La technologie financière pose également des risques pour le secteur financier si elle nuit à la concurrence, à la politique monétaire, à la stabilité et à l’intégrité financières, et à la protection des consommateurs et des investisseurs. Cette technologie peut perturber les modèles de gestion des institutions financières en place et donner lieu à un transfert des activités en dehors du secteur réglementé. Dans les pays les plus disposés à adopter rapidement les nouvelles technologies, l’infrastructure financière traditionnelle, en particulier les succursales bancaires, tend également à diminuer. Contrairement à leurs équivalents américains, les géants asiatiques de la technologie, particulièrement en Chine, sont devenus d’importants fournisseurs de services financiers, ce qui exerce des pressions concurrentielles sur les institutions financières classiques.

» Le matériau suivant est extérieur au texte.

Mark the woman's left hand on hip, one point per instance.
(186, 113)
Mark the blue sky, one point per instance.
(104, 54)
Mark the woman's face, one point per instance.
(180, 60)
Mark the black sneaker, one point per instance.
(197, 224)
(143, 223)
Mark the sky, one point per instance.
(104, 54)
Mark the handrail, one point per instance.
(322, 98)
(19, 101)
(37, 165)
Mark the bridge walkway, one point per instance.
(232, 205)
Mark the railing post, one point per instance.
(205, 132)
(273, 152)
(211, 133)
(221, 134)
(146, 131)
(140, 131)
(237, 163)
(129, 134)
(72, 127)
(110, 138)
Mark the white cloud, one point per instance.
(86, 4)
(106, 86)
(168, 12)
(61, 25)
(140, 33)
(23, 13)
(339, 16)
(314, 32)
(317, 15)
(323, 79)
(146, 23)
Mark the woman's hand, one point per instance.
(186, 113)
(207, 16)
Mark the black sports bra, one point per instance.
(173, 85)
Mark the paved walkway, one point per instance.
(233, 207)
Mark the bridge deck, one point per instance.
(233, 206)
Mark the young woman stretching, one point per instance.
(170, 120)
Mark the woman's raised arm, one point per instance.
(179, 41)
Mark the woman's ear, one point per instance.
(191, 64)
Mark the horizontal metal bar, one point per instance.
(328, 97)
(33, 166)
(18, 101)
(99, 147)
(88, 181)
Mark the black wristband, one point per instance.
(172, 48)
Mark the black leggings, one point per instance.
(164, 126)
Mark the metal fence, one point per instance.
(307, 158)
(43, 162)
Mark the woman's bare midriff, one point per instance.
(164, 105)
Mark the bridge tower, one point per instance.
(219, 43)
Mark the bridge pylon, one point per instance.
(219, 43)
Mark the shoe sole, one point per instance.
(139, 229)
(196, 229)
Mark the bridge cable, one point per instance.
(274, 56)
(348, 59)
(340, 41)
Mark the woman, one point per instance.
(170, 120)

Les cryptomonnaies, secteur où l’Asie est un chef de file, peuvent présenter des risques associés au blanchiment d’argent, à l’évasion fiscale, au contournement des contrôles du mouvement des capitaux et à d’autres formes d’activités illicites. Même si les plateformes numériques peuvent accroître les avantages du commerce électronique, elles soulèvent des problèmes de concurrence.
Les économies d’échelle peuvent conduire à une dynamique d’appropriation par les gagnants et poser des problèmes anticoncurrentiels, particulièrement quand les plateformes de commerce électronique prennent de l’envergure. En raison des effets de réseau, il est difficile pour les détaillants et les fournisseurs de changer de plateforme, ce qui renforce leur emprise sur le marché. Les plateformes numériques pourraient également éroder l’assiette fiscale. Par exemple, les plateformes de type poste-àposte telles qu’Airbnb et Uber (ou leurs concurrents asiatiques GO-JEK, Grab et Tujia) permettent aux opérateurs des transactions normalement effectuées dans des secteurs fortement taxés et réglementés, comme les services de taxi ou les hôtels, d’éviter ou d’éluder les taxes.
Trouver le bon équilibre
Même si la révolution numérique est inévitable, le résultat (utopien ou dystopien) dépendra des politiques adoptées. Ces politiques doivent trouver le juste équilibre entre le progrès des technologies numériques et la prise en compte des aléas. Les politiques visant à exploiter les dividendes de la numérisation comprennent la réorganisation de l’éducation pour répondre à la demande de compétences plus souples et d’apprentissage tout au long de la vie, ainsi que de nouvelles formations, surtout pour les travailleurs les plus touchés ; la réduction de l’inadéquation des compétences entre les travailleurs et les emplois ; l’investissement dans des infrastructures matérielles et réglementaires qui stimulent la concurrence et l’innovation ; la résolution des problèmes sociaux et du marché du travail, y compris la redistribution des revenus et les filets de sécurité.
Compte tenu de la portée mondiale inhérente à ces technologies, la coopération régionale et internationale est essentielle à l’élaboration de solutions politiques efficaces. Plus la société est disposée à secourir les laissés-pour-compte, plus elle pourra accepter un rythme d’innovation plus rapide tout en veillant à ce que chacun s’en sorte mieux. Avec les bonnes politiques, la révolution numérique pourrait devenir un nouveau moteur de croissance et de prospérité pour l’Asie et le monde.